Really appreciate any help anyone can offer here!

Andrew

 

[Steven G]

First you need to find all the points on the ellipse whose slopes are m. Then for each of those points you need to find the equation of the tangent line. This part is easy since you have the slope (m) and the points.

Therefore the main part of this problem is finding all the points on the ellipses whose tangent lines have a slope of m.

Please find these points, post back and we can go from there.

 

[GilbertKeithChesterton]

Hello, with the slope being the(from implicit differentiation) [MATH]y'=-\frac{b^2x}{a^2y}[/MATH], this would be the slope [MATH]m[/MATH] at all points [MATH](x_1,y_1)[/MATH], correct?

 

[Steven G]

Hello, with the slope being the(from implicit differentiation) [MATH]y'=-\frac{b^2x}{a^2y}[/MATH], this would be the slope [MATH]m[/MATH] at all points [MATH](x_1,y_1)[/MATH], correct?

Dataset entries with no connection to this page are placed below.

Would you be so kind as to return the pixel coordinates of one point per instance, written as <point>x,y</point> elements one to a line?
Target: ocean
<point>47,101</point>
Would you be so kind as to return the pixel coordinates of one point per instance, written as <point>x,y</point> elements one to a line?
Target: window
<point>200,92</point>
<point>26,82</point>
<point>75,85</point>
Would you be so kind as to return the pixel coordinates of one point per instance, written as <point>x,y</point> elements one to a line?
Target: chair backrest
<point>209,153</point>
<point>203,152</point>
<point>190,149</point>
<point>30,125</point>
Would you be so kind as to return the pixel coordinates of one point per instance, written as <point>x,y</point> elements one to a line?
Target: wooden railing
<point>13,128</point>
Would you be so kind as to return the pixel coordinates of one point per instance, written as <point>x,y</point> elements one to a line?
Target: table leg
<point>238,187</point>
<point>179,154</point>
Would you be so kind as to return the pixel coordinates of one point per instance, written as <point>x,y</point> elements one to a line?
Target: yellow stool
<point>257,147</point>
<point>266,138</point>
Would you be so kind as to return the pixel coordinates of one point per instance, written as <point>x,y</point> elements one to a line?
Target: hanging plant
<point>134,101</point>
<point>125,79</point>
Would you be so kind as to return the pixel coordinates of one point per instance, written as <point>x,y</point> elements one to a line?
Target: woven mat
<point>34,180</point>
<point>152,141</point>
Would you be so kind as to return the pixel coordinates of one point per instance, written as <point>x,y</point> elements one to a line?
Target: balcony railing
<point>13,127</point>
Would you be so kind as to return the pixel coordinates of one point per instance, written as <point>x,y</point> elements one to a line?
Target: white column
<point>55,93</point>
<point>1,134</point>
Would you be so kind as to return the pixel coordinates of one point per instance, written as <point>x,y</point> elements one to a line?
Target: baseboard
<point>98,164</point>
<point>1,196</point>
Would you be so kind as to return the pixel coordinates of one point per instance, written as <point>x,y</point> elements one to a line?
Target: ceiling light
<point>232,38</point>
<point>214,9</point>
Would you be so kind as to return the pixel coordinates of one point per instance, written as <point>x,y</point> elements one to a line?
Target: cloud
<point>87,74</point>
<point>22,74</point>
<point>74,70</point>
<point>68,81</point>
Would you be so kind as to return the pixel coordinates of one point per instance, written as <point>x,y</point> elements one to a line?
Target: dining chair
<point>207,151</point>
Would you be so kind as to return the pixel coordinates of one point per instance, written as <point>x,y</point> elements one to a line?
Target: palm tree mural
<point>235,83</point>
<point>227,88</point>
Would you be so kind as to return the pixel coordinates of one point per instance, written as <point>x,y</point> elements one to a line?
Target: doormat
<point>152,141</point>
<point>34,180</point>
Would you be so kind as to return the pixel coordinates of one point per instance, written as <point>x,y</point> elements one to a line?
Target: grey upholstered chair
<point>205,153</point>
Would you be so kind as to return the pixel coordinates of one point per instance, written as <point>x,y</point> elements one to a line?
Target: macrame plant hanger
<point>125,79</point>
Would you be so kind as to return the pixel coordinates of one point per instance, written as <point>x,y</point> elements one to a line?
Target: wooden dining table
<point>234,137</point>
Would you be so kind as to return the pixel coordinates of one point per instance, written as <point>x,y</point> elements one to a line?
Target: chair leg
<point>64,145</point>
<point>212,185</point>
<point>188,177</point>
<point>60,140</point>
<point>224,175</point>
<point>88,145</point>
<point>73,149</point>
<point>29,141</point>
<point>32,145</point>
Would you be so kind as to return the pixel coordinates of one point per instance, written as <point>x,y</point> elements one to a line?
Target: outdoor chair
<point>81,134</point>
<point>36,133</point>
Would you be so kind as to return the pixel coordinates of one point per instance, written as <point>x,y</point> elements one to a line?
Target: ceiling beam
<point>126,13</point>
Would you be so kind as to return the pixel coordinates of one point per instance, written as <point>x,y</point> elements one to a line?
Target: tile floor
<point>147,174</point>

No, that is not correct. You found, if I remember correctly, the correct y'. Now what exactly do you mean y' would be the slope m at all points (x1,y1)?? Do these points at least have to be on the ellipse?? Image m is instead 3. What would you do then. In fact try to do the problem if you were told that m = 3. Then redo it the same exact way exact use m. I do not think that you realize that m is a constant. It does NOT CHANGE.

Please try to do the problem with 3 instead of m (or use m but think 3!) and see what you get. NOT every point on the ellipse have a slope of m, just like every point on the ellipse does not have a slope of 3.

 

[HallsofIvy]

Hello, with the slope being the(from implicit differentiation) [MATH]y'=-\frac{b^2x}{a^2y}[/MATH], this would be the slope [MATH]m[/MATH] at all points [MATH](x_1,y_1)[/MATH], correct?

Yes, and so [math]-\frac{b^2x_1}{a^2y_1}= m[/math] leading to [math]y_1= -\frac{b^2x_1}{ma^2}[/math]. Also, [math](x_1, y_1)[/math] is a point on the ellipse [math]\frac{x^2}{a^2}+ \frac{y^2}{b^2}= 1[/math] so also [math]y_1= \pm b\sqrt{1- \frac{x_1^2}{a^2}}[/math].